3. Danbooru Dataset URL Variations (Lines 27-74)

Background: gwern.net hosts the Danbooru2020/2021 anime image dataset

Massive effort to catch all typo variations:

"~^/Danbooru2020.*$" "/danbooru2021#danbooru2020";
"~^/danbooru2020$" "/danbooru2021#danbooru2020";
"~^/Dabooru2020$" "/danbooru2021#danbooru2020"; # Typo
"~^/Dabbooru2020.*" "/danbooru2021#danbooru2020"; # Double-b typo
"~^/Danboru2020$" "/danbooru#danbooru2020"; # Missing 'o'
"~^/Danbooru20120$" "/danbooru2021#danbooru2020"; # Year typo
"~^/danbooru204$" "/danbooru2021#danbooru2020"; # Truncated
"~^/Danboo$" "/danbooru201"; # Severely truncated
"~^/banboor.*$" "/danbooru201"; # Wrong first letter

Temporally-limited redirects:

"~^/[Dd]anbooru2022.*$" "/danbooru2021"; # WARNING: TO REMOVE in JANUARY 2023
"~^/[Dd]anbooru2023.*$" "/danbooru2022"; # WARNING: TO REMOVE in JANUARY 2024

These handle people guessing future dataset names.

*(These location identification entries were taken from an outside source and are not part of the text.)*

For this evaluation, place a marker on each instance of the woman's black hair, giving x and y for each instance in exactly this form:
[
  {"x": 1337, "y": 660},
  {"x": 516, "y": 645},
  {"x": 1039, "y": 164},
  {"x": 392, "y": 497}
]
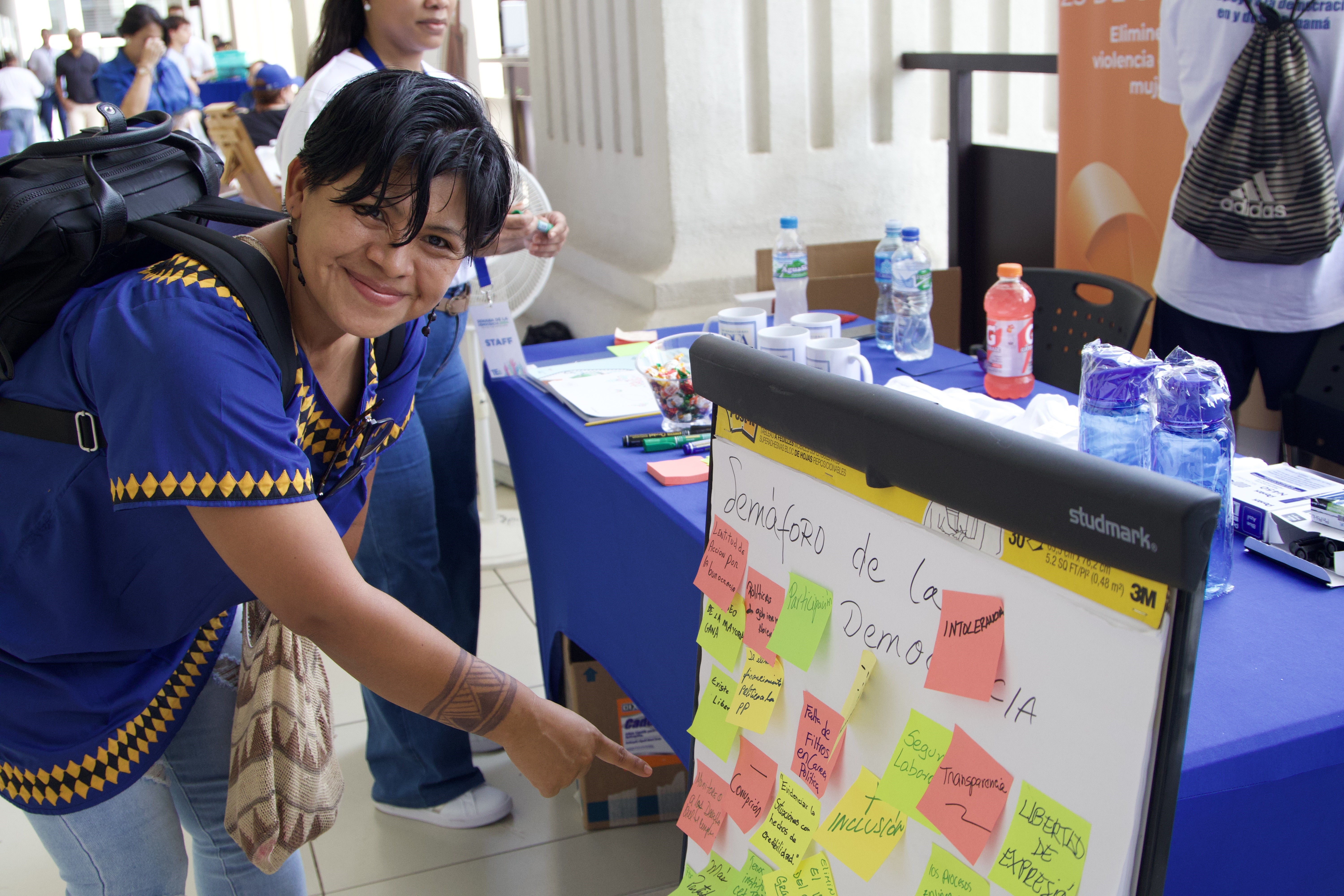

4. File Format Redirects (Throughout)

Fix incorrect file extensions and formats:

"~^/path/file.png.*$" "/path/file.jpg";  # Wrong extension
"~^/path/file.jpeg.*$" "/path/file.jpg"; # JPEG → JPG normalization

Similar to nginx.conf but for more obscure/broken variants.

When local PDFs aren't available, redirect to authoritative sources:

"~^/doc/genetics/heritable/2018-prasad\.pdf.*$"
"https://www.ncbi.nlm.nih.gov/pmc/articles/PMC5994200/";

"~^/doc/psychology/1943-maslow.pdf.*$"
"https://psycnet.apa.org/journals/rev/50/4/370/";

Pattern: Local path → PubMed Central, PsycNET, Archive.org, etc.

6. Author Name Variations (Lines 10000-10026)

Extensive disambiguation for common surnames:

# Schwartz variations
"~^/1994-schwartz\.pdf.*$" "/doc/iq/1994-schwartz.pdf";
"~^/2017-schwartz\.pdf.*$" "/doc/genetics/heritable/correlation/2017-schwartz.pdf";
"~^/1997-schwartz\.pdf.*$" "/doc/statistics/bias/1997-schwartz.pdf";
"~^/1998-swartz\.pdf.*$" "/doc/fiction/1998-swartz.pdf"; # Different author

# Horowitz/Horwitz variations
"~^/2019-horowitz\.pdf.*$" "/doc/sociology/2019-horowitz.pdf";
"~^/1990-horwitz\.pdf.*$" "/doc/statistics/causality/1990-horwitz.pdf";
"~^/2018-horwitz\.pdf.*$" "/doc/genetics/heritable/2018-horwitz.pdf";

Problem: Year-author citations are ambiguous when multiple papers exist

Solution: Redirect based on most likely context or most popular paper

7. Malicious/Broken Crawler Requests (End of file)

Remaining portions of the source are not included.